1955 Schwinn Starlet
1950 Schwinn B-6
Schwinn Black Phantom

It rained today, and I didn't get any work done on the B-6. I had planned on having all three bikes overhauled in the time it took to write the narrative of how I came to own them, but that didn't quite work out. The Jaguar Project turned out to be more involved than I had anticipated. But then again, make me a list of all the things that work out just the way they were planned. It occurred to me last night that I've made several references to the Schwinn Black Phantom, but most people outside of the antique and classic bike scene have never seen one. This picture came from Memory Lane Classics in Grand Rapids Ohio. Another great source for pictures and information about old bikes is Dave's Vintage Bicycles. They have an incredible gallery of old bike pic's, and it's worth some time to just go browsing through the folders. Beware, though. You don't have to come in contact with one of these things to get Old Bike Fever. You can catch a wallet draining case of it from pictures alone. The photo of the B-6 was taken in '93 when it was serving time as a living room decoration, and if you look closely at the shot of the Starlet, you'll notice that it's looking pretty dingy, the pedals are off the bike, and the tires are flat. I'll get to it soon enough, and then the whole fleet will be overhauled, and ready to ride.

It's a peculiar sort task- composing a narrative wherein the main character behaves in a -shall we say- less than admirable manner. Particularly when the main character is me. I could, at this point, sling some pious crap about 'turning my life around' back then, but that isn't part of this story. Just for the record, though, that was the end of my affair with the gal from the market. Yeah, she had her problems, but I behaved like a world class asshole, and she really didn't deserve to be treated like that. Some years later I looked her up and made a formal apology for my behavior. I did give cocaine the boot later in 1980, and to this day the very thought of it makes me sick. It's the uncontested heavyweight champion of dogshit drugs.

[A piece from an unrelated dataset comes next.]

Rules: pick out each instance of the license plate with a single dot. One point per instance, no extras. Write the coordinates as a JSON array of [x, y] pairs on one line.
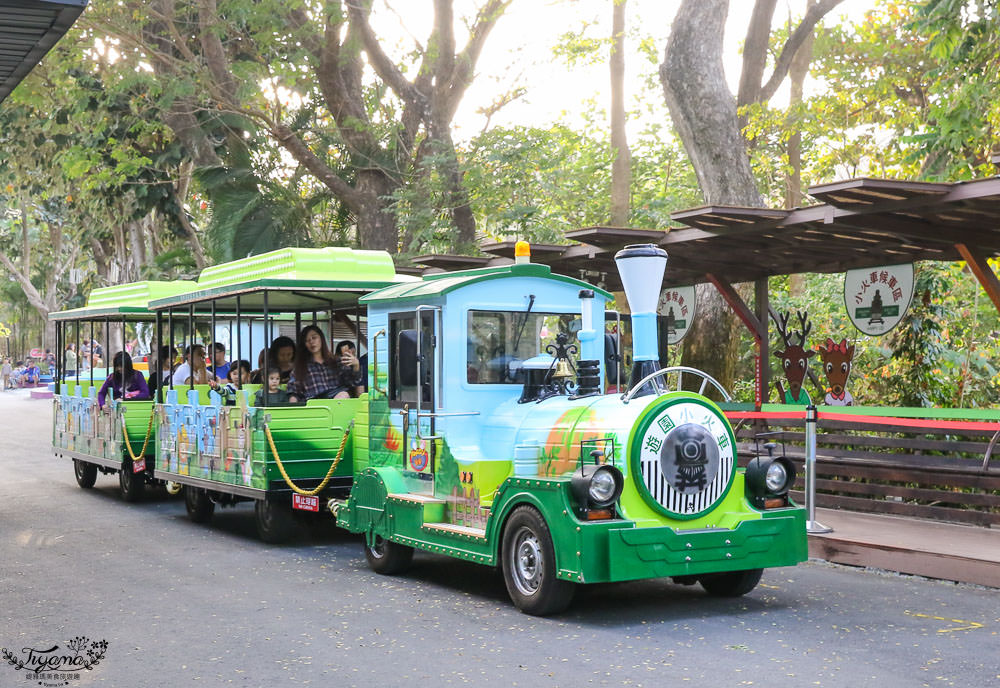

But back to the final notes on The Great Bike Hunt.
I patched up the damaged headlight shell with fiberglass, and fabricated a light to go inside. Not original equipment, but it would do. Now, with e-bay, Craig's list, and on-line collectors' forums at my fingertips it's only a matter of time before I find the original light tray that came with the machine. I mentioned that the B-6 was sporting chrome plated fenders when I bought it. The picture shows it as it is today, with correct fenders matching the rest of the bike. The fenders came to me in the last, and most improbable coincidence of all.
It was 1983. I had quit the utility company, and started the long, tedious march through my college education. The Starlet, and the B-6 were under wraps in a storage shed in my Dad's back yard. I kept the Jaguar out for occasional rides. It was Spring Break, and I was on Main Street in Huntington Beach just a block away from the intersection where I first spotted the Autocycle that lit the fuse on this whole obsession to begin with. Old Schwinns were a fad with the surfing scene, and one of the small shops had a dusty Black Phantom sitting in the window. I stopped to look, and a moment later another guy stood beside me checking out the Phantom. I always talk to strangers.
"Awesome old bike, huh?" I said.
"It sure is," he answered. "I have one like it at home. Only problem with mine is that it has painted fenders that belong on a maroon and cream B-6. I sure wish I could find the chrome ones that went with the bike."

(epilogue: The coolest bike ever built)


1 comment:

  1. Ah, you must have a way with strangers...Wonderful reading John! I really enjoyed this whole story. Truth sure surpasses fiction.Fascinating how these bikes held your integrity together even with your face in the grass and the law over your head.